Council advice on tackling gulls

By Ben Carey on 19 April, 2024

Businesses in Bath affected by gulls are being updated on the advice and support available from Bath and North East Somerset Council.

B&NES Council often receives complaints from people whose health, wellbeing and enjoyment of outdoor spaces are impacted by the birds’ behaviour.

Anyone who feels their health is being impacted by gulls should make a report via this webform.

However, local authorities can only take action in specific situations where public health or public safety is at risk, Gull species including herring and lesser black-backed gulls are protected by law. It is illegal to interfere with the birds, eggs and their nests without consent from Natural England.

The Council will apply to Natural England for a licence to allow removal of nests and eggs during the breeding season in cases where public safety is at risk.

The licence does not permit B&NES Council to take action in cases where people’s health or safety is not being threatened, for example where gulls are swooping on pets or people, causing noise nuisance or causing sleep disturbance unless it has required medical treatment.

The Council is also encouraging businesses and residents to seek professional advice on gull-proofing measures if they are undertaking any roof work or renovations to properties.

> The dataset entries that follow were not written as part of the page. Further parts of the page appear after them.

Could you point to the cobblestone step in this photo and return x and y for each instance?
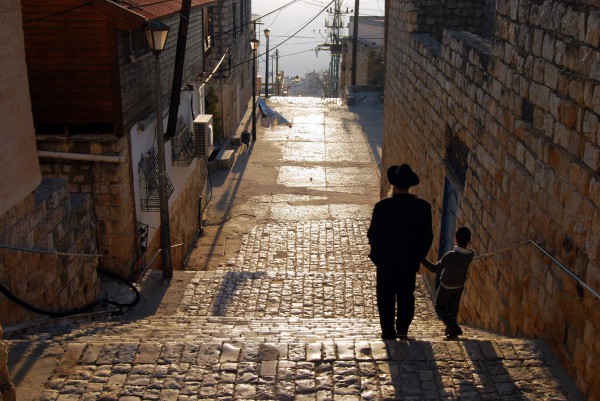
(335, 370)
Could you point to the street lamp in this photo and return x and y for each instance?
(254, 46)
(296, 80)
(267, 33)
(156, 35)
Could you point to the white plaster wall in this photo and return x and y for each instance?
(143, 137)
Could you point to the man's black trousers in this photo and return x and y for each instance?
(395, 301)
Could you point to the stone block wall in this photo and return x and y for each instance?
(513, 121)
(434, 16)
(50, 220)
(183, 219)
(19, 169)
(370, 70)
(234, 87)
(137, 78)
(110, 187)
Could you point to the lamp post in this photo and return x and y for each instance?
(267, 33)
(156, 35)
(254, 46)
(296, 80)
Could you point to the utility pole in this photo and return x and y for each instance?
(355, 42)
(335, 23)
(277, 70)
(184, 18)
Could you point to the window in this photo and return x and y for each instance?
(208, 28)
(138, 45)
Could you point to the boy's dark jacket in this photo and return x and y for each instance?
(400, 233)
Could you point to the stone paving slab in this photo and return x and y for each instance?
(292, 315)
(362, 370)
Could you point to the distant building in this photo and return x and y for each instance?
(371, 52)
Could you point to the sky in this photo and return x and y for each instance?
(293, 25)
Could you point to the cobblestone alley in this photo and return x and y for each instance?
(278, 299)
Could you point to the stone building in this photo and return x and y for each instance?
(47, 244)
(370, 52)
(497, 108)
(228, 55)
(92, 85)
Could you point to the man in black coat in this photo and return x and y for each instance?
(400, 236)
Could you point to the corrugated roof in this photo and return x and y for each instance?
(151, 9)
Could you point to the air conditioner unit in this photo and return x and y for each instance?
(203, 135)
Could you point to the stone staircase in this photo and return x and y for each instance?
(264, 328)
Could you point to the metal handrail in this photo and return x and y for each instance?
(552, 258)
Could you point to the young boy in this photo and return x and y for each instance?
(454, 266)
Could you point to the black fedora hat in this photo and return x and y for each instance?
(402, 176)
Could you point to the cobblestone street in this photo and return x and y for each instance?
(279, 296)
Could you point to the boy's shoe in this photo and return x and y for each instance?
(453, 331)
(388, 336)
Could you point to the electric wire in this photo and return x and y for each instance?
(281, 43)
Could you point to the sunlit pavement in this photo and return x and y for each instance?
(278, 300)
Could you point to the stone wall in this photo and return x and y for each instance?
(110, 187)
(184, 221)
(433, 16)
(137, 79)
(19, 169)
(48, 220)
(369, 60)
(513, 122)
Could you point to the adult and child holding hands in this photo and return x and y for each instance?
(400, 236)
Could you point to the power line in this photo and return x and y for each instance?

Permission from Natural England is not required to prevent gulls from nesting on roofs in the first instance. Anyone who is having roof work carried out before the nesting season should consider asking their contractor to deter gulls from nesting by proofing potential nesting spots, such as behind chimney stacks and parapets. Information on how to ‘proof your roof’ can be found on the Council website.

Businesses are encouraged to ensure there are adequate waste storage facilities and remove any accumulated outdoor waste to deter the gulls.

Councillor Tim Ball, Cabinet Member for Neighbourhood Services, said, “We know that urban gulls can become a nuisance and even cause distress for people in some instances, however we are limited in how much we can do to solve this because it is illegal to interfere with the birds or their nests.

“We urge residents and businesses who are experiencing problems with gulls to ensure they aren’t making their roofs and gardens an attractive target, by removing outdoor waste wherever possible. It’s also advisable if you’re planning property renovations to get professional advice on building gull-deterring measures, such as spikes, into the works.

“We will shortly be applying to Natural England for a licence to take action in cases where gulls are putting people’s safety or health at risk. Anyone who feels they are experiencing a serious situation of this nature is encouraged to report it to us.”